Training at a very young age may influence the characteristics of the collagen network of articular cartilage extracellular matrix (ECM) in horses.


To investigate whether increasing workload of foals results in significant changes in the biochemical composition of articular cartilage ECM.


Thoroughbred foals (n = 33) were divided into 2 different exercise groups from age 10 days-18 months. One group (PASTEX; n = 15) was reared at pasture; the other (CONDEX; n = 18) underwent a specific additional training programme that increased workload by 30%. At mean age 18 months, 6 animals from each group were subjected to euthanasia. The proximal articular surface of the proximal phalanx of the right hindlimb was examined for the presence of damage using the cartilage degeneration index (CDI). Samples were taken from 2 sites with known different loading patterns. Slices were analysed for DNA, glycosaminoglycans (GAG), collagen and post translational modifications of collagen (formation of hydroxylysylpyridinoline [HP] and pentosidine crosslinks, and hydroxylysine [Hyl]), and exercise groups and different sites compared.
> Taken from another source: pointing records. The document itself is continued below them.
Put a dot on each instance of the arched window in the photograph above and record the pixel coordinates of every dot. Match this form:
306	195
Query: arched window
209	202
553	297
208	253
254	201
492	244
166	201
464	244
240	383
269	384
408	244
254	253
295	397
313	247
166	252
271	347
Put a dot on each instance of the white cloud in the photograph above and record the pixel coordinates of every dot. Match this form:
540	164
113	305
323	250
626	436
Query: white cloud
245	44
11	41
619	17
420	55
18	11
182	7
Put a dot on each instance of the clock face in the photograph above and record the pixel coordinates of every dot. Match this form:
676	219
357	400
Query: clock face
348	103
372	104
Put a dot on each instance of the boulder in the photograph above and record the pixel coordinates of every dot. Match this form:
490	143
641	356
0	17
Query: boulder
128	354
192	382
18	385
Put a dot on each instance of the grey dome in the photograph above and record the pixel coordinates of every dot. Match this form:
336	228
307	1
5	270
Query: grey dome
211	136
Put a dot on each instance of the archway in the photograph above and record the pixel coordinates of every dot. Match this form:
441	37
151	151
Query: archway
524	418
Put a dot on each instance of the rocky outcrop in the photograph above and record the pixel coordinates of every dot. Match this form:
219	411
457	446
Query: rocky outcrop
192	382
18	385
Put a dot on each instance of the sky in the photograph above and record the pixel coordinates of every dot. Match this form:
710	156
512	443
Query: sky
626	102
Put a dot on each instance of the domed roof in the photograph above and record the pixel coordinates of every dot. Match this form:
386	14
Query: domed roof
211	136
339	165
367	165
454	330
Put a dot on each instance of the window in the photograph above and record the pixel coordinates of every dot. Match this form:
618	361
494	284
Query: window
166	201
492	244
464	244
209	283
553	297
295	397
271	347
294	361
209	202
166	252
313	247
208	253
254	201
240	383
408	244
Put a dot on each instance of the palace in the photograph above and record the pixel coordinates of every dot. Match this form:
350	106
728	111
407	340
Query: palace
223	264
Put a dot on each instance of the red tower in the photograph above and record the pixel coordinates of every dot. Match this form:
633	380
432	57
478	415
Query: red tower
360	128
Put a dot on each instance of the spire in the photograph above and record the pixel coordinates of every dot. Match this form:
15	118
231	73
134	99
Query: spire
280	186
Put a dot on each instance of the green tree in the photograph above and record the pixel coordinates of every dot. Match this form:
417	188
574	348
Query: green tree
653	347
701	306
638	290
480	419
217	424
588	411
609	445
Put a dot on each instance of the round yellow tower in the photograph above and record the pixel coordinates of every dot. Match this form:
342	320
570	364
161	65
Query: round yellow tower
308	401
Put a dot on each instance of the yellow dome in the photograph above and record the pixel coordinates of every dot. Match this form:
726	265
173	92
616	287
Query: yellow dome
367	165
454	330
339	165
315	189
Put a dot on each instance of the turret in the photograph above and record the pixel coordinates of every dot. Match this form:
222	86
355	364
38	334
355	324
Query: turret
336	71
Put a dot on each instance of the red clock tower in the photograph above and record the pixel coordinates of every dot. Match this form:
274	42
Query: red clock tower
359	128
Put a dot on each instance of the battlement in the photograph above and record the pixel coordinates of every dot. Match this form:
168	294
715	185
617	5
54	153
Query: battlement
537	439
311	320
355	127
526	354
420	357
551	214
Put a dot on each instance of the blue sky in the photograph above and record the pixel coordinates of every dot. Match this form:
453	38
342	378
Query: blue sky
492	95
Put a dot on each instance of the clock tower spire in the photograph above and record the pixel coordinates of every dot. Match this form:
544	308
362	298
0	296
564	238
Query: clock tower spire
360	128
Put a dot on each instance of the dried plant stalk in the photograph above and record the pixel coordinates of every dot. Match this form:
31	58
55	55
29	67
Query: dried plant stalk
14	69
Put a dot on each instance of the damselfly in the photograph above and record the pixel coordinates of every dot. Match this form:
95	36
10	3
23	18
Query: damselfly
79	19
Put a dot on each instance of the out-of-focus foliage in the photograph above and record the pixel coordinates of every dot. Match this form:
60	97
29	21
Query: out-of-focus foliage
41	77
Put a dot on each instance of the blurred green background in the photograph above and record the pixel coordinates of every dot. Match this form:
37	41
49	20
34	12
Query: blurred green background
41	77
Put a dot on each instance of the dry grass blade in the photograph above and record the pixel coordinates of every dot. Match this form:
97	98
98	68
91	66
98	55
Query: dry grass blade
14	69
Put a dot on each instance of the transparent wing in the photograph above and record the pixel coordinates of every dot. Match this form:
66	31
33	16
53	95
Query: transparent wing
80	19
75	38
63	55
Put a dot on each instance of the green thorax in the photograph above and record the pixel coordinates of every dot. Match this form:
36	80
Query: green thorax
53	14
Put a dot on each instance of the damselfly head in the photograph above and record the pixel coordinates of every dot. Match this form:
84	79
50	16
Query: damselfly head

There were no differences in CDI between PASTEX and CONDEX animals, indicating the absence of extra joint damage due to the exercise regimen. There were site-related differences for most biochemical variables, corroborating earlier reports. All biochemical variables showed differences between PASTEX and CONDEX groups at one of the sites, and some at both. GAG and collagen levels were lower in the CONDEX group whereas Hyl, HP crosslinks and pentosidine crosslinks were higher.


A measurable effect of the conditioning exercise was demonstrated. The margin between too much and too little work when training foals may be narrower than intuitively presumed.